After Rangsiman Rome led a protest on Saturday attended by hundreds, Bangkok police transferred the pro-democracy activist to Khon Kaen to face prosecution for campaigning against the junta’s constitution in 2016. 
 
On 11 February 2018, police transferred Rangsiman from Bangkok to Mueang Khon Kaen Police Station to hear charges of violating the Head of the National Council for Peace and Order’s (NCPO) Order 3/2015, the junta’s ban on political gatherings of five people or more. The accusations relate to Rome’s participation in a public seminar criticising the junta’s constitution on 31 July 2016.
 
The authorities granted Rangsiman bail after he offered 10,000 baht as surety. He and eight other suspects will be tried at the Khon Kaen Provincial Court on 23 March.
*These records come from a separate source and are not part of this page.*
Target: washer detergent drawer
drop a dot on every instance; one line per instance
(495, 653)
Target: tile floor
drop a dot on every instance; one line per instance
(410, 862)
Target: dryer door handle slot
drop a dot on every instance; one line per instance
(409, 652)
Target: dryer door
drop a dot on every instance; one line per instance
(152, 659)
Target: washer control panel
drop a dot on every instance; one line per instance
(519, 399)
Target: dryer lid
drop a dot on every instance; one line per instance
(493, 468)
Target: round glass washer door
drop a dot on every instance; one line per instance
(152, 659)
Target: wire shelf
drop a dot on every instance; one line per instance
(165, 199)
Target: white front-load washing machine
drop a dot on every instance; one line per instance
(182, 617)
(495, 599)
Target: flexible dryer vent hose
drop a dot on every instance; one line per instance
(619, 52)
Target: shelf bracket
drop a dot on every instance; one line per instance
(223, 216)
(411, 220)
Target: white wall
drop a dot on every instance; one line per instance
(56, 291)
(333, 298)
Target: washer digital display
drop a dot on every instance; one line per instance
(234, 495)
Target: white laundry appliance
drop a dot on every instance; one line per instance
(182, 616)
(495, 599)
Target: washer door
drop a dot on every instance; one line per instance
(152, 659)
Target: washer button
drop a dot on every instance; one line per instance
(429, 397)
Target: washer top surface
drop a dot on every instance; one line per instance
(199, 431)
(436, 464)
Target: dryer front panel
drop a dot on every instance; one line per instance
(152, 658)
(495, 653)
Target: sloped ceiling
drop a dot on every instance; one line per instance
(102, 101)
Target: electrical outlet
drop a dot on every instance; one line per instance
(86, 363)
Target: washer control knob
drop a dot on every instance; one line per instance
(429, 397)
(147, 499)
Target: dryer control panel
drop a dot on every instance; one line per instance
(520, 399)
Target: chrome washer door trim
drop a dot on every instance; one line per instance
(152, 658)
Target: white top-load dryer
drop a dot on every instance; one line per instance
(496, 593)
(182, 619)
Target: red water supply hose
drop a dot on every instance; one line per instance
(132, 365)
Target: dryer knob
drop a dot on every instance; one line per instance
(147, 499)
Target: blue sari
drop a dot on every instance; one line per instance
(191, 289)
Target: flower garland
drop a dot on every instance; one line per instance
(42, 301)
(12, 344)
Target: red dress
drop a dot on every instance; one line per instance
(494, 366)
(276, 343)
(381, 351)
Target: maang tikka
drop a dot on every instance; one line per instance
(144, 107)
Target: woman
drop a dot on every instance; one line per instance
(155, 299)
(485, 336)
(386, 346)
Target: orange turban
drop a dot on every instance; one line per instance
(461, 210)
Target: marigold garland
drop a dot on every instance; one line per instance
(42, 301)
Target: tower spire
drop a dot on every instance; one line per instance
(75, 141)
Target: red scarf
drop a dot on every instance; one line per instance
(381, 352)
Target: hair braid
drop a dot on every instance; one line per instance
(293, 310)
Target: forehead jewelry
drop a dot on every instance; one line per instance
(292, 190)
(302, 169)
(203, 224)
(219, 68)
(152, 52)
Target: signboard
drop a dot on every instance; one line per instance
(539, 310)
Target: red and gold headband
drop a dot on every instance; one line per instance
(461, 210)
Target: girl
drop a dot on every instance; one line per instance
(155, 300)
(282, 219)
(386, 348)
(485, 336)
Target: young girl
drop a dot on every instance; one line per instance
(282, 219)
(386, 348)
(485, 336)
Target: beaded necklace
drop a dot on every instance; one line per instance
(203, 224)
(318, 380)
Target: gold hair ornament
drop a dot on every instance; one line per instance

Two among the eight are staff from Thai Lawyers for Human Rights (TLHR) who merely observed the event.
 
Before the transfer to Khon Kaen, Rangsiman joined a rally themed “Stop prolonging power, stop postponing elections” at the Democracy Monument, Bangkok. Some 500 people participated in the protest urging the NCPO to step down. 
 
After the event finished, Rangsiman and two other activists who led the protest reported to the police. The authorities accused them of sedition and violating the junta’s ban on public assemblies for staging an earlier protest on 27 January at the skywalk near MBK department store. 
 
The police accepted the Thai Academic Network for Civil Rights’ offer of 100,000 baht as bail surety for each activist. However, Rome was transferred to Khon Kaen to face his outstanding charges.